What really annoys me is the racial disparity in lending practices, even when Blacks have similar credit ratings. I had experiences years ago (on a smaller scale) where I was turned down for a car loan... (one which would have been paid in about 18 months or so...short term, for a used car). I was a hardworking young man in his twenties who needed a more reliable way to get to work. I had been on my job approx 4-5 years at the time...and had a steady 5, 6 year work history. Even had a little credit...with my apartment and all. Even provided references. I was going by the TV commercial to potential customers...telling people to come to the car lot... that they would work with anyone. They damn near guaranteed that everyone would be treated right and would have access to financing. Well... when I got there, I was told that they could do nothing for me. No financing available... at least not for me. They wanted to sell me a cash car instead (cash deal to be paid in full) which was a piece of junk that they wanted to get rid of. When I complained.. they finally offered me financing on a decent $3,000-4,000 car with an interest rate of somewhere in the vicinity of 24, 25%+, plus a hefty down payment. They told me that "I was too much of a risk". I took that as meaning... as a Black guy... I was too much of a risk... which is basically what he was telling me. I said Hell no...and left. Oh yeah.... they also promised that if they couldn't get a customer into a car... they would provide the ride home or pay cab fair... needless to say, they lied about that too. (and this was a well respected "reputable" car dealer in St. Louis).
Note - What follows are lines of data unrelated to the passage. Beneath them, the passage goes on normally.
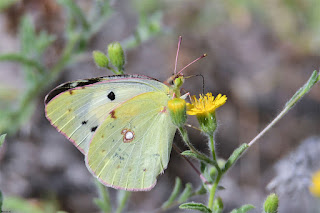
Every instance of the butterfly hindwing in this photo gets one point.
(133, 144)
(78, 108)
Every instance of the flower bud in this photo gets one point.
(100, 59)
(116, 55)
(271, 204)
(217, 205)
(315, 184)
(177, 109)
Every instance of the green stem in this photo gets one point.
(213, 152)
(123, 201)
(212, 148)
(201, 156)
(213, 190)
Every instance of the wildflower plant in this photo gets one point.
(79, 30)
(212, 168)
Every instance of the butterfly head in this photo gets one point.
(175, 82)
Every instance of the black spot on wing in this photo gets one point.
(111, 96)
(88, 82)
(69, 86)
(82, 83)
(93, 129)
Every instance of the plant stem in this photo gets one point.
(213, 152)
(213, 190)
(212, 148)
(204, 180)
(281, 114)
(201, 156)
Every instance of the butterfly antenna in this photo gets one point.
(204, 55)
(190, 76)
(175, 64)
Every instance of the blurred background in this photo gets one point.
(259, 54)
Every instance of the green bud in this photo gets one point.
(178, 82)
(177, 109)
(100, 59)
(116, 55)
(208, 123)
(217, 205)
(271, 204)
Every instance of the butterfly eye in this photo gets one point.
(111, 96)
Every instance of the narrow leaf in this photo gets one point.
(187, 192)
(195, 206)
(27, 36)
(243, 209)
(234, 157)
(174, 194)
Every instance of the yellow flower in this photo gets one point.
(315, 186)
(204, 109)
(206, 104)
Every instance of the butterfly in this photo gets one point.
(120, 123)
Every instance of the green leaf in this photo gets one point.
(174, 194)
(103, 202)
(195, 206)
(202, 190)
(27, 36)
(314, 78)
(234, 156)
(4, 4)
(243, 209)
(122, 198)
(189, 153)
(271, 204)
(2, 137)
(187, 192)
(217, 205)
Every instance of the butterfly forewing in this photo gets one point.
(133, 144)
(78, 108)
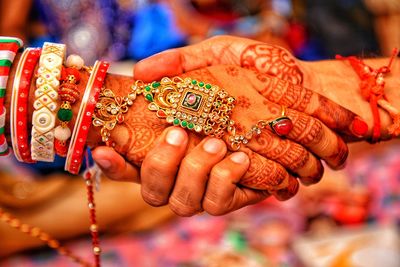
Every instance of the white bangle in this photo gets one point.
(45, 105)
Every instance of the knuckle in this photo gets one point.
(307, 130)
(157, 163)
(288, 192)
(221, 173)
(181, 208)
(215, 207)
(154, 199)
(192, 163)
(265, 175)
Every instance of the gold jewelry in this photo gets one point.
(45, 105)
(188, 103)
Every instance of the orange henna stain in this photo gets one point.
(272, 60)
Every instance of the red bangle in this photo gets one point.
(9, 47)
(19, 104)
(84, 118)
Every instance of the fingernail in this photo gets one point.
(213, 146)
(239, 157)
(175, 137)
(359, 127)
(103, 163)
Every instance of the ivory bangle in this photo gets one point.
(45, 105)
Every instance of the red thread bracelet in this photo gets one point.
(19, 104)
(84, 118)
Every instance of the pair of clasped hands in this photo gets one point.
(193, 173)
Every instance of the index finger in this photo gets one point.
(221, 50)
(302, 99)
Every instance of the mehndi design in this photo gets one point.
(188, 103)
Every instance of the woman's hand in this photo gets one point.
(281, 78)
(274, 162)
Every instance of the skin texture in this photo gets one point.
(331, 79)
(266, 176)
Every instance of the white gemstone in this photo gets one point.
(62, 133)
(75, 61)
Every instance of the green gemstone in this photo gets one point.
(64, 114)
(155, 84)
(10, 40)
(149, 97)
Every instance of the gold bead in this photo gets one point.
(54, 243)
(97, 250)
(93, 228)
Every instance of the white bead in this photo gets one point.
(62, 134)
(75, 61)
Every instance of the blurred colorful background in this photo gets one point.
(351, 218)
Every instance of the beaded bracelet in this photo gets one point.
(45, 105)
(19, 104)
(9, 47)
(84, 117)
(69, 94)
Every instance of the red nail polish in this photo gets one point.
(359, 127)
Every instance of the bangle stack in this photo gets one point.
(69, 94)
(84, 117)
(55, 83)
(19, 104)
(45, 105)
(8, 48)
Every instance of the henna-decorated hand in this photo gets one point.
(274, 162)
(280, 78)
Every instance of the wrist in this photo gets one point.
(338, 81)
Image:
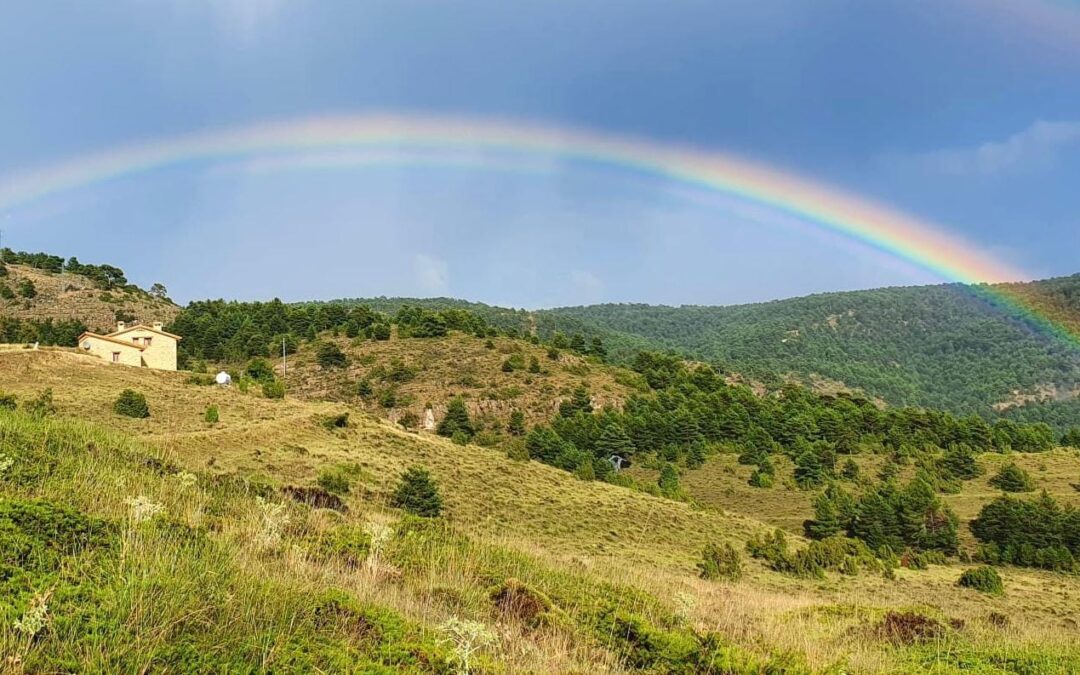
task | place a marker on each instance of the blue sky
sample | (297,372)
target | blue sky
(963,112)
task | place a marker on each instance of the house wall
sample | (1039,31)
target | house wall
(104,349)
(161,354)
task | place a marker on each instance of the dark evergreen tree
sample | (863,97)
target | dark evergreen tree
(1012,478)
(456,419)
(516,424)
(808,470)
(418,494)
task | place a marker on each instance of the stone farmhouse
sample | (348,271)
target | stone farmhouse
(145,347)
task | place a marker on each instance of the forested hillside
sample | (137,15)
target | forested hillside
(49,299)
(936,346)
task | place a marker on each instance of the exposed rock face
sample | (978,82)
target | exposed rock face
(72,296)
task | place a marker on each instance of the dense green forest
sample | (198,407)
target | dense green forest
(219,331)
(948,346)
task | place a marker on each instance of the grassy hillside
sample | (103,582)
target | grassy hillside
(232,575)
(422,373)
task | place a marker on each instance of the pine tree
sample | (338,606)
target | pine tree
(456,419)
(597,349)
(516,423)
(1012,478)
(418,494)
(669,482)
(613,442)
(579,402)
(808,470)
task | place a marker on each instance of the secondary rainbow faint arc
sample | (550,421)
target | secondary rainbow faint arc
(900,234)
(903,235)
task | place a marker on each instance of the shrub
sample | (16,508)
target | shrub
(259,369)
(380,332)
(516,424)
(720,563)
(388,397)
(760,478)
(273,389)
(329,355)
(850,470)
(517,450)
(984,579)
(523,603)
(131,403)
(336,421)
(27,289)
(409,419)
(348,543)
(336,481)
(909,628)
(418,494)
(669,482)
(1012,478)
(364,389)
(40,406)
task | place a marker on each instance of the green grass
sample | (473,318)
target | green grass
(223,581)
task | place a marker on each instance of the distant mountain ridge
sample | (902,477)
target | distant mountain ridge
(939,346)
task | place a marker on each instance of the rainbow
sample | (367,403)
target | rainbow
(918,242)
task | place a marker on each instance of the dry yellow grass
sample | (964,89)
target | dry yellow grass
(594,531)
(459,365)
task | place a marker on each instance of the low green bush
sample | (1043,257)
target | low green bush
(131,403)
(273,389)
(984,579)
(720,562)
(1012,478)
(335,480)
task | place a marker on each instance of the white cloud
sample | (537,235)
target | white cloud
(244,19)
(586,285)
(431,273)
(1037,146)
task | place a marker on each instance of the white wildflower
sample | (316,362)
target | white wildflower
(685,604)
(36,618)
(274,517)
(468,637)
(143,509)
(380,535)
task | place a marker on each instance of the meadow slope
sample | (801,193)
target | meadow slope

But it bugged me for years because I knew of co-workers who were white young men... who had less time on the job, but were getting good deals without co-signers.
Then my own bank (one that I had been with for about 10 years), turned me down for a car loan.
I left shortly thereafter...and went to a credit union, which appreciates my business...and they approved the loan the same week that I joined. That 5 year loan was paid off a few years ago. (Black folks... if you are a young professional... young blue collar worker, working class and need a financial institution that will back you...go with a credit union).
But I doubted myself and thought all of this was just in my head. I didn't want to believe that this kind of subprime nonsense, and disparities with loans along racial lines still went on. But these more recent reports are telling a different story...
It probably hasn't been my imagination all this time afterall.